= Veronese (typeface) =

Veronese (series 59) was a typeface of the Monotype company in the UK made to be used for type casting in hot metal typography

It was cut in 1911 for the publisher J. M. Dent, the owner of the Everyman's Library. It was based on another foundry-type made for this publisher. Both founts were based on an old Venetian roman type made by Nicolas Jenson. The typeface was launched in 1912 in a collection of the poems of Lorenzo De Medici which was published by Ballantyne Press. This font was also the basis for William Morris and his Golden Type. Dent admired Morris and his Golden type, and the way Morris tried to implement his ideas on printing. Dent however wanted to use machines to produce the type for his trade editions for his Everyman's Library. In this way he was able to take Morris's socialist principles in a more practical way, compared with the bibliophile editions of the Klemscott press.

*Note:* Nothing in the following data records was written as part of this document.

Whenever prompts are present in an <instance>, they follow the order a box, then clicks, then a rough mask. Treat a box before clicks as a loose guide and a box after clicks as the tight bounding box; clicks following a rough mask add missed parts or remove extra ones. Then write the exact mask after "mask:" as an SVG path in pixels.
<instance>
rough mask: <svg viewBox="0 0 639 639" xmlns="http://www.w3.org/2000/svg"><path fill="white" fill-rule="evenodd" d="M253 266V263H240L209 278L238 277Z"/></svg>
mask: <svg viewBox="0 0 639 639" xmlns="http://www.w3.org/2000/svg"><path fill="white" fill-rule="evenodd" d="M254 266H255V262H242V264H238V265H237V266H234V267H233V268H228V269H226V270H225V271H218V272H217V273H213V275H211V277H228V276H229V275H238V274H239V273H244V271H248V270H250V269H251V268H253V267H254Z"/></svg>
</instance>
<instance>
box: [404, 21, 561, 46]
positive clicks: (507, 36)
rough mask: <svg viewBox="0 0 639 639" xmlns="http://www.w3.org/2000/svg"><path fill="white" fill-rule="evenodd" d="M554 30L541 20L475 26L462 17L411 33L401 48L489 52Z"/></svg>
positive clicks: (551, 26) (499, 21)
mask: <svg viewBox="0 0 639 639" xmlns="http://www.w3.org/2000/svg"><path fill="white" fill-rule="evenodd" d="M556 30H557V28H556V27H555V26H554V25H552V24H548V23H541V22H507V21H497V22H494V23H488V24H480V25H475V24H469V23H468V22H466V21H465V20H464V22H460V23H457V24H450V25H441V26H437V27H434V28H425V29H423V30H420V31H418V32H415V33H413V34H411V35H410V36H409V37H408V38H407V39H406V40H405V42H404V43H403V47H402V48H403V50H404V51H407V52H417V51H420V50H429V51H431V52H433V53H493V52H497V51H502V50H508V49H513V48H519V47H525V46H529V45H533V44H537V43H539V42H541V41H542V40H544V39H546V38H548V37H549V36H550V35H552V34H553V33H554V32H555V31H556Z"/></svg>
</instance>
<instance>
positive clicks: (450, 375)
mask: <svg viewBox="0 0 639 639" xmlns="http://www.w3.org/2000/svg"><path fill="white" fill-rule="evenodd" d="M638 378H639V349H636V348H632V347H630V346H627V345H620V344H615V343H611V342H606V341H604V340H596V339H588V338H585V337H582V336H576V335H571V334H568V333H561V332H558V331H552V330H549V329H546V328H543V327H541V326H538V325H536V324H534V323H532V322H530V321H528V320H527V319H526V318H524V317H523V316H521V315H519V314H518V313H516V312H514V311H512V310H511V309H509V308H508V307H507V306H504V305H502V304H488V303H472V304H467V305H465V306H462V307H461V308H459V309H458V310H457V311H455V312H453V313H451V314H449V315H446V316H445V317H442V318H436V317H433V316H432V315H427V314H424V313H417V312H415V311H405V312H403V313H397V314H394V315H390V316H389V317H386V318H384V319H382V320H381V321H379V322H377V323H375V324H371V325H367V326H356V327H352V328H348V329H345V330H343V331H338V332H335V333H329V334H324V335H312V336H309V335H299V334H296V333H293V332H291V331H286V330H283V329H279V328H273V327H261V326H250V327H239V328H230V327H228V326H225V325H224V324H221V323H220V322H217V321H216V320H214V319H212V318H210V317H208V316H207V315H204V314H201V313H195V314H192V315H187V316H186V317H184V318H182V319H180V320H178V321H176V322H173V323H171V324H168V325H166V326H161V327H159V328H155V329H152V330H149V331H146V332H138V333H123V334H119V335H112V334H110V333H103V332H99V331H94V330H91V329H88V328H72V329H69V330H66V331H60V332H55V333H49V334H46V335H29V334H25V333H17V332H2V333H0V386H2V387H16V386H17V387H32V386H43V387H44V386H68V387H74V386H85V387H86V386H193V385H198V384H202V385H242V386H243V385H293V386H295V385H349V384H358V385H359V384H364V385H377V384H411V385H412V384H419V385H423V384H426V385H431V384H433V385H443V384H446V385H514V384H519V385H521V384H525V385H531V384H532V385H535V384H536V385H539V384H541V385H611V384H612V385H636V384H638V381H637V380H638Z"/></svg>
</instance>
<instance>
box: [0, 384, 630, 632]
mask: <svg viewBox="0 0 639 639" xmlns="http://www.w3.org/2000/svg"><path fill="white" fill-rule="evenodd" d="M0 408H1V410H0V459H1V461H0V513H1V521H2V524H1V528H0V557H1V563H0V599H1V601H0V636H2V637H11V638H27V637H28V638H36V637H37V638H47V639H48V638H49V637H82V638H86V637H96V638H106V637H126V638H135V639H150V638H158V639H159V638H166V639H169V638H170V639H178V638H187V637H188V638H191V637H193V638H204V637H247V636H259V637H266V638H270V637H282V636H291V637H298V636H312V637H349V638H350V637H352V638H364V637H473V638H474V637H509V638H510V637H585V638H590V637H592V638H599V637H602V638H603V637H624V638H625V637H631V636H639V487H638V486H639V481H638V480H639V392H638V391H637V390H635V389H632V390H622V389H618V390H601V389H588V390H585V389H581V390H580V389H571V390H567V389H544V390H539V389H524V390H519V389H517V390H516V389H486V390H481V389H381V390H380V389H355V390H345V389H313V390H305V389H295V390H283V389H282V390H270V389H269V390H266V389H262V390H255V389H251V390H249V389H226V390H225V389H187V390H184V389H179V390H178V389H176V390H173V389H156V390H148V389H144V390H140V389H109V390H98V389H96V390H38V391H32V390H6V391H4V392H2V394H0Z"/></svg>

The font Monotype produced was almost a copy of Golden Type, but with sharper slab serifs, and cleaner lines. A lighter version was produced in 1919 after the First World War, with bracketed serifs, and named Italian Old Style series 108. In 1967 Series 59 was taken out of production and all patterns, designs and punches were destroyed. After this date no new mats could be made, although Series 108 is still available. However, several digital fonts based on Veronese are currently available.